A reportagem percorreu quatro bairros que seriam os mais afetados pelos tremores: Mata Grande, Iporanga, Padre Teodoro e Vale das Palmeiras. Todos relatam terem sentido a terra tremer. O pedreiro Glaisson Gaspar, de 31 anos, trabalha em uma construção no Bairro Mata Grande e diz que não é o primeiro abalo que sentiu. “Nas ondas anteriores, eu trabalhava em outras obras. É sempre a mesma coisa – dá um barulho como um estrondo ou uma explosão. Você sente o tremor vindo debaixo dos pés”.


Ele diz que nos anos de 2022 e 2023 a sensação foi a mesma. “É passageiro, coisa de três ou quatro segundos, mas você sente bem. A gente fica o dia todo apreensivo, esperando a próxima”. Todos os funcionários do local dizem estar com medo da situação provocar algum impacto. “Estávamos até conversando com o engenheiro responsável. O cálculo que ele faz, talvez, não leve em consideração esse tipo de coisa”.


Gaspar lista os bairros onde as situações são mais perceptíveis. “Aqui em Mata Grande e Vale das Palmeiras I e II sentem muito. Tenho amigos que moram em casas de dois andares nesses bairros e também percebem. Eles falam que a vontade que dá é de abandonar a casa. Você não sabe, pode vir a qualquer hora, de madrugada”.


Além da apreensão, a falta de respostas das autoridades também aflige os moradores. “Ouvimos vários boatos dizendo que pode ser causa natural, pois tem muita gruta em Sete Lagoas, ou por causa da captação de água, já que tem muito poço artesiano. Mas é muito estranho, porque é uma região que tem pedreiras. Se fosse uma coisa natural, creio que tinha que acontecer nos outros bairros também”, afirma Gaspar.


Os outros funcionários da construção também acreditam que os fatos estão relacionados com a extração mineral. Eles comentam que, após o episódio da manhã de terça-feira, começou a circular em grupos de WhatsApp um vídeo que seria de uma moradora vizinha a uma das pedreiras. Nele, uma fumaça aparece saindo do local pouco depois do abalo. A fonte fica no bairro vizinho – o Padre Teodoro. É lá que a comerciante Santa Gertrudes, de 57 anos, tem um bar. Gertrudes também afirma que os abalos acontecem sempre no período chuvoso. “Parece que aproveitam os trovões para embolar com o barulho (das explosões)”.

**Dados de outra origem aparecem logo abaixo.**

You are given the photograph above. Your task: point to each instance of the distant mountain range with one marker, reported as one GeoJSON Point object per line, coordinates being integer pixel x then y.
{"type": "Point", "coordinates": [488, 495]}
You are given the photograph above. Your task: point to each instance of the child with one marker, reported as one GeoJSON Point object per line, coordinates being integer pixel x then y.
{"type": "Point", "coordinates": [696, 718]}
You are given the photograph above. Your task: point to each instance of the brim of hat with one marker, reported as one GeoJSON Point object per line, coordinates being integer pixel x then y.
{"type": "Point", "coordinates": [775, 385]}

A causa do fenômeno é tema de discussão entre os clientes do estabelecimento. A mulher conta que os tremores da madrugada de terça-feira foram os mais fortes que já sentiu. “A janela chegou a balançar e os cachorros que estavam dormindo levantaram assustados”. Ela diz que antes dos abalos, o tempo na cidade fechou e foram ouvidos raios e trovões. Depois que a chuva passou, os tremores não aconteceram mais.

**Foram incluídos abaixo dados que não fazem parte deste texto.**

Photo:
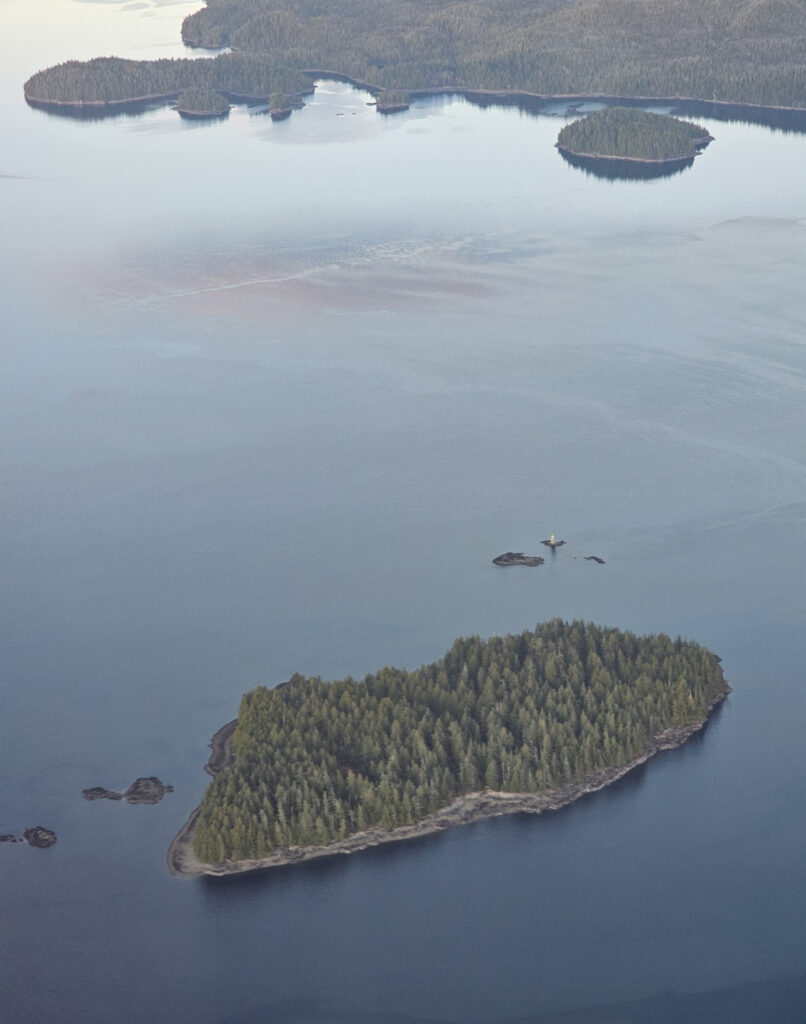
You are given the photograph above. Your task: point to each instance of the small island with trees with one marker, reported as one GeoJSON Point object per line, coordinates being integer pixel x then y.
{"type": "Point", "coordinates": [627, 133]}
{"type": "Point", "coordinates": [728, 52]}
{"type": "Point", "coordinates": [520, 723]}
{"type": "Point", "coordinates": [202, 103]}
{"type": "Point", "coordinates": [392, 101]}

Apesar de estar acostumada a conviver com os fenômenos, a comerciante relata que eles assustam. “Parece uma carreta passando (na rua) ou uma turbulência. Dá medo. Ontem mesmo estava com medo de entrar em casa”. Ela mora com os dois cachorros no fundo do estabelecimento e explica que, durante o dia, está cercada de pessoas, mas quando o bar fecha, está sozinha com os animais e a insegurança logo vem. O receio da moradora não está relacionado aos possíveis danos estruturais que os abalos podem causar ao imóvel. “Tenho medo de não parar; ficar tremendo um tempão mesmo".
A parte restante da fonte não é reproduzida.